Dutch domain name market contracts further in first half of 2025

Businesses look critically at asset portfolios in challenging climate

In the first half of 2025, the Dutch domain name market continued to contract. Although some domain name extensions have yet to publish their data, the numbers from market leaders .nl (down 1.55 per cent) and .com (down 5.2 per cent in Q1) provide a clear picture. Those 2 TLDs account for 84 per cent of all names registered in the Netherlands. While the number of Dutch-registered domain names in the new TLDs rose by a very healthy 21 per cent, the absolute number of names involved was relatively small.

Businesses row back

As for the underlying causes, it seems that the current enterprise climate is driving cancellations, as businesses look critically at their online assets, including their domain name portfolios. Another factor is likely to be the rise in the cost of hosting services seen in recent years. Providers have increased prices partly in response to general inflation and higher energy costs. Within the business community, there is also growing awareness of the importance of website and domain name security and a recognition that having a smaller domain name portfolio makes security control more straightforward.

Challenging enterprise climate

Domain name registrations are driven mainly by business activity. We therefore keep a close eye on the data published by Statistics Netherlands and the Dutch Chamber of Commerce. In the first half of 2025, the total number of active businesses in the Netherlands increased slightly, by 1.4 per cent, but that was the lowest growth figure in 25 years. The slowdown is attributable mainly to record business closures (up 23 per cent, year on year) in combination with a decline in start-ups (down 17 per cent, year on year).

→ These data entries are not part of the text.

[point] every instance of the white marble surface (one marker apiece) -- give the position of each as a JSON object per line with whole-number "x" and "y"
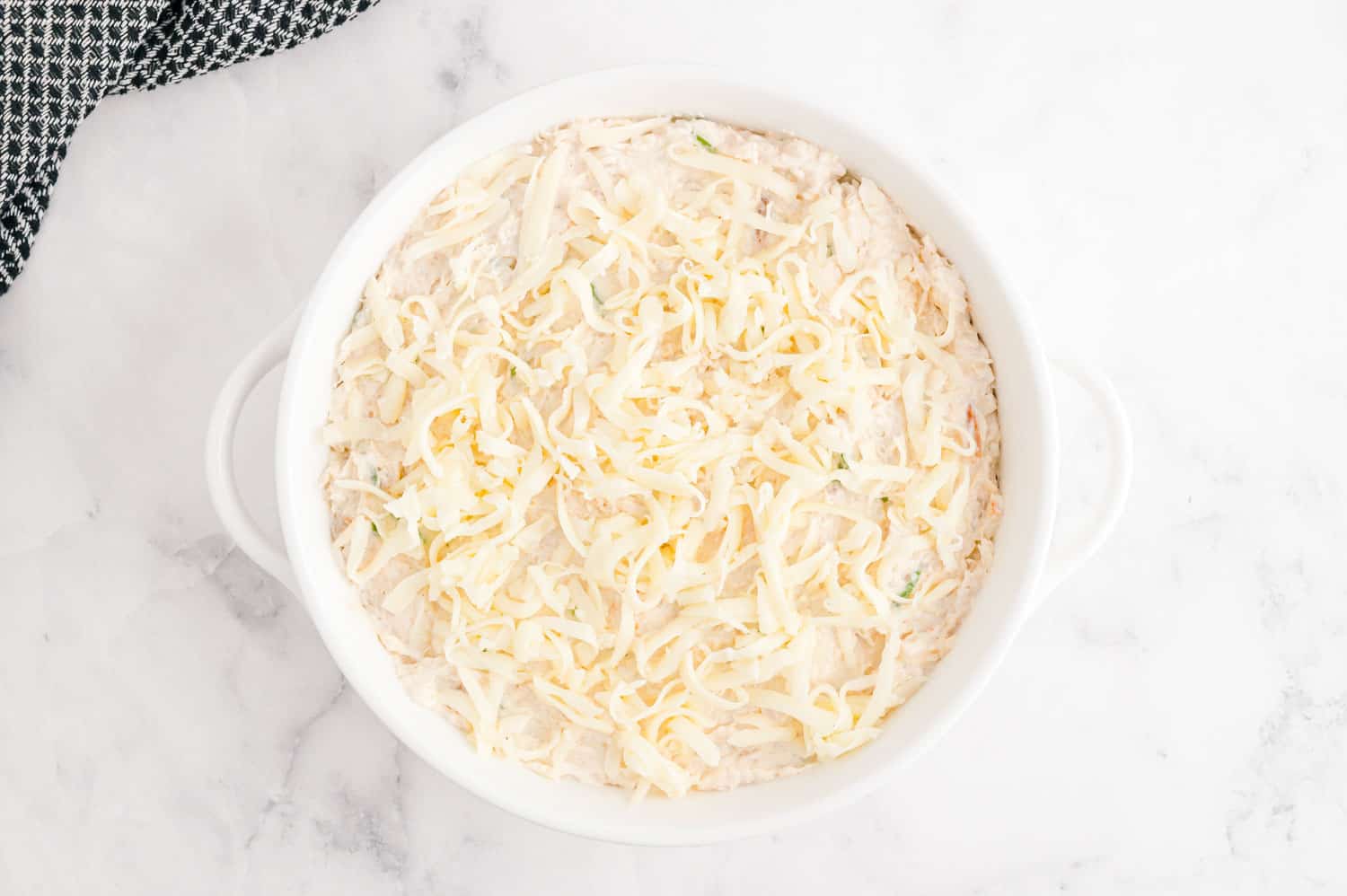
{"x": 1167, "y": 180}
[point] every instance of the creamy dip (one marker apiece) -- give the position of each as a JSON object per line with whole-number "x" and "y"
{"x": 665, "y": 454}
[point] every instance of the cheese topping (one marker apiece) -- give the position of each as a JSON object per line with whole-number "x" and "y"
{"x": 665, "y": 454}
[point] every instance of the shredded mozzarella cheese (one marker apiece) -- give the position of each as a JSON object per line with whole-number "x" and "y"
{"x": 665, "y": 454}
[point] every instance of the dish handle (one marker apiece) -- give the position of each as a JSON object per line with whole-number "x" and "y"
{"x": 1066, "y": 558}
{"x": 220, "y": 454}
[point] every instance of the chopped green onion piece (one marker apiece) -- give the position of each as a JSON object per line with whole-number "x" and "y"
{"x": 912, "y": 584}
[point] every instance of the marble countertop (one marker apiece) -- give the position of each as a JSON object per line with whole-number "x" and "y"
{"x": 1166, "y": 180}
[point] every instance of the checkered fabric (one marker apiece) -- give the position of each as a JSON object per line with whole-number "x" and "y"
{"x": 59, "y": 57}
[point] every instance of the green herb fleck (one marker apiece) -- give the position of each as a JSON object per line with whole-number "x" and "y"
{"x": 912, "y": 584}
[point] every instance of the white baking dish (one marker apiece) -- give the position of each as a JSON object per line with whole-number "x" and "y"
{"x": 1026, "y": 565}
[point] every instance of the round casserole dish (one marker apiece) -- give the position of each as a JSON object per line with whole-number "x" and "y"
{"x": 1021, "y": 573}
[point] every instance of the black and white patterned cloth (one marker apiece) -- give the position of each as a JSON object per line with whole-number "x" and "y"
{"x": 58, "y": 58}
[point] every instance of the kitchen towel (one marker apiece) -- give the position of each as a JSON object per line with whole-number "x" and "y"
{"x": 58, "y": 58}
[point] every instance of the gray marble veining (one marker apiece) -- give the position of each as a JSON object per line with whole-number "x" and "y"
{"x": 1164, "y": 180}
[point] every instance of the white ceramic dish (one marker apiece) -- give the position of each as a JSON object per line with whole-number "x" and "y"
{"x": 1023, "y": 572}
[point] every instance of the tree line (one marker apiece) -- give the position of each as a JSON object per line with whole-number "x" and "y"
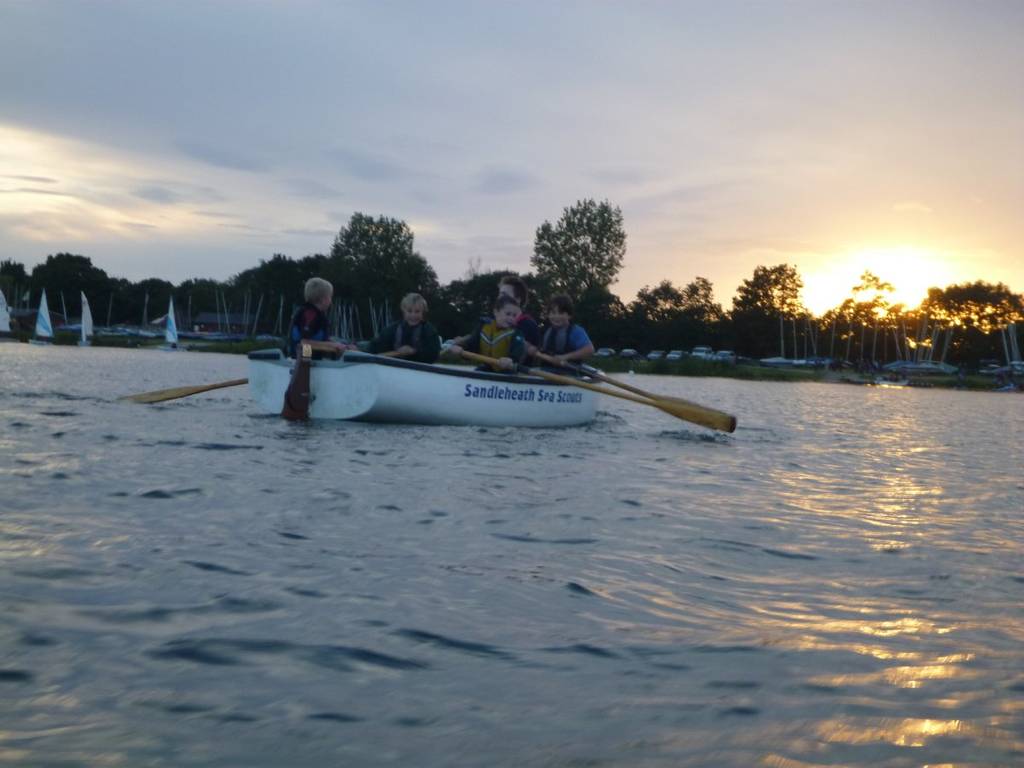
{"x": 373, "y": 263}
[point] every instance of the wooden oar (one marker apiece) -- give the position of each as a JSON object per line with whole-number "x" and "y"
{"x": 159, "y": 395}
{"x": 690, "y": 412}
{"x": 600, "y": 376}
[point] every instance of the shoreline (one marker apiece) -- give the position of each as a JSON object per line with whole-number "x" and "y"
{"x": 685, "y": 368}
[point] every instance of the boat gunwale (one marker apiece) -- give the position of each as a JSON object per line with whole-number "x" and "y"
{"x": 353, "y": 357}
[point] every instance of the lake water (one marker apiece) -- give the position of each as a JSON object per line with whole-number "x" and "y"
{"x": 839, "y": 583}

Those numbers reflect the prevailing economic sentiment. Consumer confidence – another key indicator – is at a very low level. The current minus 36 is well below the long-term average of minus 10. In the face of geopolitical tensions and nervous about the future, consumers are disinclined to loosen their purse strings. As a result, capacity utilisation is down, especially amongst industrial companies, due to a structural mismatch between capacity and demand.

.nl contracts further

The .nl zone showed no sign of recovery in the first half of 2025. In fact, the rate of contraction continued to quicken, from 0.8 and 1.12 per cent in the first and second halves of 2024 to 1.55 per cent in the latest half year. The declining number of domain names is mainly a reflection of widespread cancellations. On the positive side, the number of new registrations was 4 per cent up on the second six months of 2024.

More first-time registrations planned

Those new registrations depend more heavily on people building their first websites, because the intention to register additional domain names is quite weak amongst existing registrants. We know that from the biannual survey that NielsenIQ conducts for SIDN. In 2023, 27 per cent of existing registrants had further registration plans, but the figure is now just 20 per cent. By contrast, 6.6 per cent of respondents who don’t yet have domain names said they intended to register one, compared with 4.5 per cent in 2023.

.com stable in the Netherlands

The worldwide domain name market grew by 1.1 per cent in the first quarter of 2025, which represents a year-on-year increase of 1.7 per cent. The .com extension contracted by 1.3 per cent at the global level in 2024, but was gaining popularity in the Netherlands until recently. Its growth here appears to be partly down to start-ups choosing .com with a view to international expansion, but the marketing activities of .com’s operator Verisign have probably been influential as well.

Outlook for the second half of 2025

Market developments over the months ahead are likely to depend considerably on the number of businesses in the Netherlands. Will the high rate of closures continue, or will we see a recovery? And will the number of start-ups increase? Such macroeconomic factors are difficult to predict, but have major implications for .nl.